ESPERANDO EL APOCALIPSIS

No parece que la cultura occidental sea capaz de vivir sin la amenaza de un apocalipsis, es más, parece que la necesite., con esa obsesión de tener siempre un enemigo exterior, quizá por no ver que lo tenemos en nuestro interior. Mientras llega, imaginamos paraísos. Lugares a los que llegar, o de los que partir, y que debemos recuperar para qué nos salven, buscamos refugios insólitos, sin pensar en que en caso de que realmente se produjera el apocalipsis lo mejor sería sucumbir de los primeros. Pero para salvarse debe existir la amenaza. El fin del mundo es la condición de posibilidad de salvación. Vivimos angustiados por el apocalipsis nuclear en los 60,s, por el final del petróleo que debía acabar en el 2000, que anticipaba un mundo primitivo e ingobernable. La capa de ozono. El fin del mundo siempre ha estado presente en nuestras vidas. Recordemos el efecto 2000, o los bárbaros de Kavafis. Y de todas estas desgracias, hemos salido sanos y salvos. Nos hemos salvado de los meteoritos, seguramente porque están ahí, pero todavía no nos han caído encima.

A pesar de que esto que hemos considerado superstición religiosa quizás es la causa de esta propensión a imaginar cataclismos definitivos, no parece que nuestra tendencia a racionalizar la existencia ya abandonar la explicación divina haya tranquilizado a nuestros terrores, enquistados en el más profundo de nuestro cerebro. Cuanto más racionales pensábamos que nos devolvíamos, más ha aumentado la abundancia de apocalipsis. Casi todo lo que ocurre y tiene cierta gravedad puede constituir el germen de un final definitivo. La pandemia, una más de las muchas que la humanidad ha soportado, azuzó nuestra imaginación. El progreso tecnológico, hoy protagonizado por la inteligencia artificial, es la mayor amenaza a la humanidad que han conocido los tiempos.
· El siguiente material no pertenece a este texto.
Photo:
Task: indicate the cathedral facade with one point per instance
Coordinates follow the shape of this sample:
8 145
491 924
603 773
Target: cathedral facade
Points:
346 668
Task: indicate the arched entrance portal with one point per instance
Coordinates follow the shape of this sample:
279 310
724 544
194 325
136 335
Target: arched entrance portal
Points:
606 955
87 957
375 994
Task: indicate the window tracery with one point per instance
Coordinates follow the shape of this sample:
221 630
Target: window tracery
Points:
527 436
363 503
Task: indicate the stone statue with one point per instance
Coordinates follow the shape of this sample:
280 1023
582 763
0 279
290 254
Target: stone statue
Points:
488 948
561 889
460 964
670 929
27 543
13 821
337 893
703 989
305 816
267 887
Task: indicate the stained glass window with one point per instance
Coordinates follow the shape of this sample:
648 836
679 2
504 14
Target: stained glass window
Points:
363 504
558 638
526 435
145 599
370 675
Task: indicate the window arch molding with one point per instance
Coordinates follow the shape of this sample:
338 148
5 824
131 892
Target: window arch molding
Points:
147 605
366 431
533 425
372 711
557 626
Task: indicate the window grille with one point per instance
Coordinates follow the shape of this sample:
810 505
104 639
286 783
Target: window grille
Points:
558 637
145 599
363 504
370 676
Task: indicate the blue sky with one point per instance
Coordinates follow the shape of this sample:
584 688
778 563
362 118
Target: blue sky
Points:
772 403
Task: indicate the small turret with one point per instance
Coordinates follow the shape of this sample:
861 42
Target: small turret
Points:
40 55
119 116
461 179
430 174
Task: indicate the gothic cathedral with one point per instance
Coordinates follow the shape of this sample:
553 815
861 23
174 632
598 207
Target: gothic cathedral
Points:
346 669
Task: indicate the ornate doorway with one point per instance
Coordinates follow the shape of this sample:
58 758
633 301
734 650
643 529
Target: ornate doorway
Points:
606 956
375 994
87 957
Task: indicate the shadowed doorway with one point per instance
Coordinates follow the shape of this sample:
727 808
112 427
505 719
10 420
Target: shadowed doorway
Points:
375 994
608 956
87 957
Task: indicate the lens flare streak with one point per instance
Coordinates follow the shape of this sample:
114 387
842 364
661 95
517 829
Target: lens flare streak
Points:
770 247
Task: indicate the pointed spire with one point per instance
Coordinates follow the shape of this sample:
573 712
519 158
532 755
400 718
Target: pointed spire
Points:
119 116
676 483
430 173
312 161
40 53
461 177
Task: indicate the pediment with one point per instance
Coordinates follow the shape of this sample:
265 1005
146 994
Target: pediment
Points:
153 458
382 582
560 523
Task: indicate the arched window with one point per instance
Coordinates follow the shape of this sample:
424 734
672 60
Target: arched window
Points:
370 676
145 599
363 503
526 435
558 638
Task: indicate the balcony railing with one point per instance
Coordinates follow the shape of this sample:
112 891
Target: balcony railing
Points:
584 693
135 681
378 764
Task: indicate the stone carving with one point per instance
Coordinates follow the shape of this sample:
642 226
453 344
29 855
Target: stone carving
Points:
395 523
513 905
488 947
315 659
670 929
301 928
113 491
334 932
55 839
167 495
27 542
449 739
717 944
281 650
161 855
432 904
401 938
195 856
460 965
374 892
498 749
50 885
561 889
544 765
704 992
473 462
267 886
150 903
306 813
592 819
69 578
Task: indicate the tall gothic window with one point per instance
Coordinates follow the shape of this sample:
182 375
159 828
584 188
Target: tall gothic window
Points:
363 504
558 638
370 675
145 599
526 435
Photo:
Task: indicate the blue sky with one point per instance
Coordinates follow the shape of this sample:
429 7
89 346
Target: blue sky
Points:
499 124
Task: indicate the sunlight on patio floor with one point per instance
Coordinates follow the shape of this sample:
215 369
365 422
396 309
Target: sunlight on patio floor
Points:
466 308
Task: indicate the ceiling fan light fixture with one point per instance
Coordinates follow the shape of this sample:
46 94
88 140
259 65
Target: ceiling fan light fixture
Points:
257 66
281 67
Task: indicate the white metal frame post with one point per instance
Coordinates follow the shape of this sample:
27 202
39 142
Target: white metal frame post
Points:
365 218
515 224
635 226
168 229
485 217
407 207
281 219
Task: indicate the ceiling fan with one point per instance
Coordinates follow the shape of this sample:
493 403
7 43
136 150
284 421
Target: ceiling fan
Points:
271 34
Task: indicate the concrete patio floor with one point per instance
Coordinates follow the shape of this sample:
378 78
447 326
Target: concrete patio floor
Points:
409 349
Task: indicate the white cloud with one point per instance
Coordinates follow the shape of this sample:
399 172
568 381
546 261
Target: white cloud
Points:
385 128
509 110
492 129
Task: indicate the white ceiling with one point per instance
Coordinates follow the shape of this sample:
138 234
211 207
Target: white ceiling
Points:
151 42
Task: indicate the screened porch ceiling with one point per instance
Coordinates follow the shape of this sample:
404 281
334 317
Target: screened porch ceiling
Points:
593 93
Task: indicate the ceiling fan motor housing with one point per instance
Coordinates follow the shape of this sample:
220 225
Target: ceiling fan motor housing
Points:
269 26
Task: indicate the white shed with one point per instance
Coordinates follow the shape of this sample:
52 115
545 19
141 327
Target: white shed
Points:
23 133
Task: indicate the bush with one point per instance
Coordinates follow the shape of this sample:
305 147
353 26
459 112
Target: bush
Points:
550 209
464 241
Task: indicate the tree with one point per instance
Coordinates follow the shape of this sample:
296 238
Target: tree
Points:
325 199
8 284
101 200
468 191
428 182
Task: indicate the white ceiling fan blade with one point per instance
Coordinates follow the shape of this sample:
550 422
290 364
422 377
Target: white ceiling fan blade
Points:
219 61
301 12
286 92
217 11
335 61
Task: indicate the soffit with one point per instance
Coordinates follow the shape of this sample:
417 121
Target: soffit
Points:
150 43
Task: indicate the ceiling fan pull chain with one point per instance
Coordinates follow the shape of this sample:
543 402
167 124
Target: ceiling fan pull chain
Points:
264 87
El cambio climático, donde nuestra arrogancia nos hace pensar que podemos cargarnos el planeta, cuando lo que nos cargaremos si somos capaces, es nuestra vida, nuestro hábitat, pero el planeta pasa olímpicamente de nuestros disparates, él gira que girarás hasta que un ente superior decida que debe dejar de hacerlo.

Casi todo lo que ocurre y tiene cierta gravedad puede constituir el germen de un final definitivo. Leo en una crónica de Miquel Molina en la vanguardia que una mujer preocupada le pregunta a Michael Ignatieff qué motivos puede tener hoy alguien para llevar a un hijo al mundo. Ignatieff lo entiende, pero se sorprende, piensa qué motivos pudo tener alguien para procrear en 1918, 1939, o en la posguerra. Yo nací en 1945, no era posiblemente el mejor momento, pero si no hubiera nacido ni yo ni otros muchos, aún habría sido peor.

Puedo entender que revoluciones como la irrupción de internet han transparentado de nuevo la complejidad del mundo, que habíamos logrado ordenar un poco en apariencia. La libertad y el desorden asustan. Mucha gente se refugia en quienes prometen volver a la simplificación tribal. Respiramos un aire viciado hecho de pesimismo. Hoy enfrente hay una gigantesca voluntad de destruir la alegría el optimismo es una decisión, quizás ingenua. Exige determinación, algo de inocencia también. Pienso que, fuera cual fuera mi condición habría elegido vivir aquí y ahora. Hasta ahora la humanidad siempre ha ido adelante, con algún paso atrás, cierto. Quizá todo sea más sencillo de lo que parece. Quizás solo se trata de que tengamos miedo y, por tanto, entramos dentro de un estado de conciencia, y sobre todo, no nos limitemos a ser meros espectadores que se quejan por mero vicio, y actuamos en consecuencia. Como decía el poeta: Todo está por hacer y todo es posible.